In the Australian (Aug. 28), Dr Rifi outlined further Project Rozana’s activities for Palestinians, writing how in 2020, “as Covid-19 swept through the Middle East” and at the behest of the “Palestinian Authority …our charity raised $500,000 to buy 35 ventilators that were sent over to the region.” In December, Rozana “worked with the Australian government to secure $1m to give to the World Health Organisation to spend on sick Palestinians in Gaza.”

Project Rozana, Dr Rifi wrote, is “an Australian success story” that “I represent as a proud Australian-Lebanese Muslim with an abiding love for the Palestinian cause” and has been supported by Izzat Abdulhadi, the Palestinian Authority representative to Australia, since it was established in 2013. 

Dr Rifi expressed his amazement that this has happened “while Lebanon…is failing. There’s no power. Money is locked in the banks. My medical colleagues worry about how they’ll keep the ventilators working on critically ill Covid-19 patients… The Lebanese elite – and the Iranian-funded militia group Hezbollah, which effectively controls the government – has failed to hold anyone to account for the port blast in Beirut last year.”

An SBS online report (Aug. 27) said Dr Rifi was considering raising his case with the UN Commission on Human Rights. The report quoted Australian Foreign Minister Marise Payne praising Rifi’s contributions to Australia and stating that she would be “seeking urgent clarification of reports he has been convicted by a Lebanese military tribunal.”
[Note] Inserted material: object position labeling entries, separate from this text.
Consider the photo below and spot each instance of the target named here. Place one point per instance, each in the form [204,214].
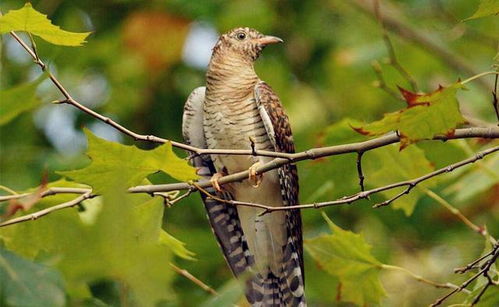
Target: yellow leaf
[29,20]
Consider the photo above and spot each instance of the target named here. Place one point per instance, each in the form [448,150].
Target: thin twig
[483,271]
[47,192]
[456,212]
[287,157]
[434,48]
[360,173]
[192,278]
[355,197]
[391,50]
[419,277]
[38,214]
[139,137]
[381,83]
[495,100]
[192,186]
[314,153]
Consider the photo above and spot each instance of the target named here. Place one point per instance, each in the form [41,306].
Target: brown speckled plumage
[235,106]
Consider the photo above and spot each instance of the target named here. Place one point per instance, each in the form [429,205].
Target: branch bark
[404,31]
[314,153]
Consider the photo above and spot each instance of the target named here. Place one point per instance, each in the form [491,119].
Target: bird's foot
[214,181]
[253,177]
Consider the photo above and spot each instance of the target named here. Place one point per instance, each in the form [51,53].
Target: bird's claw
[214,181]
[253,176]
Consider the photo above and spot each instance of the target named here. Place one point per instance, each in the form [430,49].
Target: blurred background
[144,57]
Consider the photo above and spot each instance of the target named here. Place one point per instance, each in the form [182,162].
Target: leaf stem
[479,76]
[419,277]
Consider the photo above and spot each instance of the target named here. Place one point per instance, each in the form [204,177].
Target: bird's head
[246,43]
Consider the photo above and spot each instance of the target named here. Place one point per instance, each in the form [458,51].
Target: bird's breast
[233,121]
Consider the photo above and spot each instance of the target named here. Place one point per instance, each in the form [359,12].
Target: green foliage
[113,160]
[19,99]
[177,246]
[228,295]
[29,20]
[410,164]
[133,70]
[117,237]
[346,255]
[486,8]
[26,283]
[425,116]
[491,297]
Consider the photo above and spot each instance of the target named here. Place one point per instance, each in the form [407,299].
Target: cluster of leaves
[426,115]
[114,247]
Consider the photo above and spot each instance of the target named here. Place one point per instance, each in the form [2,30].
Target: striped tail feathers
[266,289]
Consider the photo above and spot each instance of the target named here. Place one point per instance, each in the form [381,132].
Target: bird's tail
[286,289]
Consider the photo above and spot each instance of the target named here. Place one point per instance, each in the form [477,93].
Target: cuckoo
[237,110]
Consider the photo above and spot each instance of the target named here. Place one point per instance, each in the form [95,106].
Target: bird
[237,110]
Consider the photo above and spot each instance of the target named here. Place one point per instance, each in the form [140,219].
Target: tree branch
[355,197]
[484,270]
[391,50]
[139,137]
[192,278]
[38,214]
[315,153]
[419,277]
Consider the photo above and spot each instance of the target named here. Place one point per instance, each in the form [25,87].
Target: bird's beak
[268,39]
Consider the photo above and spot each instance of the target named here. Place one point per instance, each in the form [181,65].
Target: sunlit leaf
[426,115]
[121,243]
[113,160]
[177,246]
[347,256]
[229,295]
[476,180]
[25,283]
[19,99]
[486,8]
[29,20]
In the Daily Telegraph (Aug. 29), columnist Piers Akerman noted “that most victims of Islamist hate have been Muslims.”

He said, “Hezbollah and Hamas, which run their terrorist organisations in Gaza and the West Bank, are violently opposed to such charitable work because it enables ordinary Palestinians to see that Israelis are not the demons that the terrorists claim they are. A suicide bomber may have second thoughts about murdering a person who saved the life of a family member. Movements like BDS, supported by fanatics on some Australian campuses, are opposed to any normalisation of relations between Israelis and Palestinians.”

News of Dr Rifi’s predicament was picked up by veteran Israeli Arab journalist Khaled Abu Toameh. Writing for the Gatestone Institute (Aug. 30), Abu Toameh contrasted Hezbollah’s message of hate with Israeli Member of the Knesset Moshe Arbel’s demand that Israel provide medical assistance to Lebanon on the basis that “Israeli society cannot remain silent and stand idly by when a humanitarian catastrophe is occurring just a few minutes from the northern border.”

Abu Toameh added, that “If an Arab doctor who provided medical services to Arabs is sentenced to 10 years in prison, one can only imagine what would have happened to the doctor had he been found guilty of providing services to Israeli Jews.”

Abu Toameh’s article also quoted support for Dr Rifi from Australian Arab groups, including the Australian-Lebanese Christian Congregation’s Wali Wahba, who said the Lebanese judiciary “has become a vehicle for political targets,” and Abdel Qader Qaranouh, head of the Palestinian Fatah faction in Australia, who said, “it is certainly an unjust and illogical ruling.”